-  Bacchin Giorgia  -  15/12/2015

NIENTE ASSEGNO DI MANTENIMENTO PER IL CONIUGE DOTATO DI CAPACITA LAVORATIVA – Cass. 11870/15 – Giorgia BACCHIN

Con la sentenza in esame la Suprema Corte torna ad affrontare la questione dell"attribuzione dell'assegno di mantenimento al coniuge economicamente più debole che vuole mantenere lo stesso tenore di vita di cui godeva in costanza di matrimonio.

Nel caso di specie la moglie, in sede di divorzio, chiedeva le fosse attribuito l"assegno di mantenimento in quanto, durante il matrimonio, essendo stata  casalinga, aveva goduto di un tenore di vita medio riconducibile unicamente al reddito di lavoro dipendente del marito mentre invece, allo stato attuale, non era in grado - in quanto impossidente e priva di lavoro - di mantenere le stesse condizioni di vita.

Lamentava inoltre che il marito, il quale nel frattempo aveva avuto una figlia con un"altra donna, si era licenziato dal lavoro unicamente per far apparire un peggioramento della sua situazione economica tanto che, a suo dire, continuava a lavorare presso terzi percependo in ogni caso l'indennità di disoccupazione e godendo di una situazione economica certamente migliore della sua.

Tanto il Tribunale quanto la Corte di Appello, rilevando che l"istante non aveva dimostrato sufficientemente i propri assunti, respingevano la domanda sottolineando, tra l"altro, che la donna risultava dotata di idonea capacità lavorativa.

Quest"ultima proponeva, quindi, ricorso per Cassazione lamentando che la Corte territoriale non aveva adeguatamente considerato il tenore di vita tenuto dalla coppia in costanza di matrimonio, che non aveva valutato il comportamento dell'ex marito e, infine, che aveva violato l'obbligo di disporre accertamenti tramite la polizia tributaria.

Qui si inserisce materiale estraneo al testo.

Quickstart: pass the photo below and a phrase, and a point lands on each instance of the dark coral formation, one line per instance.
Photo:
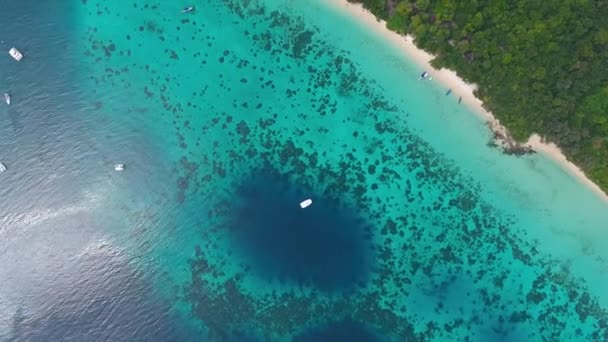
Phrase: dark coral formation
(440, 249)
(326, 246)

Quanto al primo punto, uniformandosi ai principi più volte affermati in merito ai criteri di attribuzione dell'assegno di divorzio, la Corte ribadisce che "per poter valutare la misura in cui il venir meno dell'unità familiare ha inciso sulla posizione del richiedente è necessario porre a confronto le rispettive potenzialità economiche, intese non solo come disponibilità attuali di beni ed introiti, ma anche come attitudini a procurarsene in grado ulteriore".

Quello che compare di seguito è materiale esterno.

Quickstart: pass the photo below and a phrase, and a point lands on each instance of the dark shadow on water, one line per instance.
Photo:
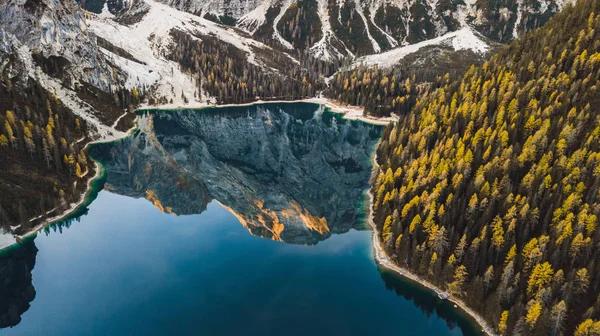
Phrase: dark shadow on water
(428, 302)
(290, 172)
(16, 288)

In tale ottica, quindi, la Suprema Corte, evidenziata la totale carenza di elementi probatori da cui desumere l'impossibilità oggettiva della ricorrente di procurarsi mezzi adeguati per conseguire un tenore di vita analogo a quello mantenuto in costanza di matrimonio, conferma il rigetto dell'istanza. 

Quanto, poi, all"omesso accertamento tramite la polizia tributaria, la Corte precisa che il Giudice del merito, ove ritenga "aliunde" raggiunta la prova dell'insussistenza dei presupposti che condizionano il riconoscimento dell'assegno di divorzio, può direttamente procedere al rigetto della relativa istanza in quanto trattasi di potere rientrante nella sua discrezionalità e non di adempimento imposto dalla proposizione della richiesta.

Precisa, infine, che lo strumento di cui sopra non può avere finalità meramente esplorativa in quanto spetta alla parte, in ossequio ai principi sull'onere della prova, fornire al Giudice una serie di elementi che possano indurre a ritenere plausibile che le disponibilità e i redditi del soggetto siano, in realtà, superiori a quanto risultante dalla documentazione ufficiale.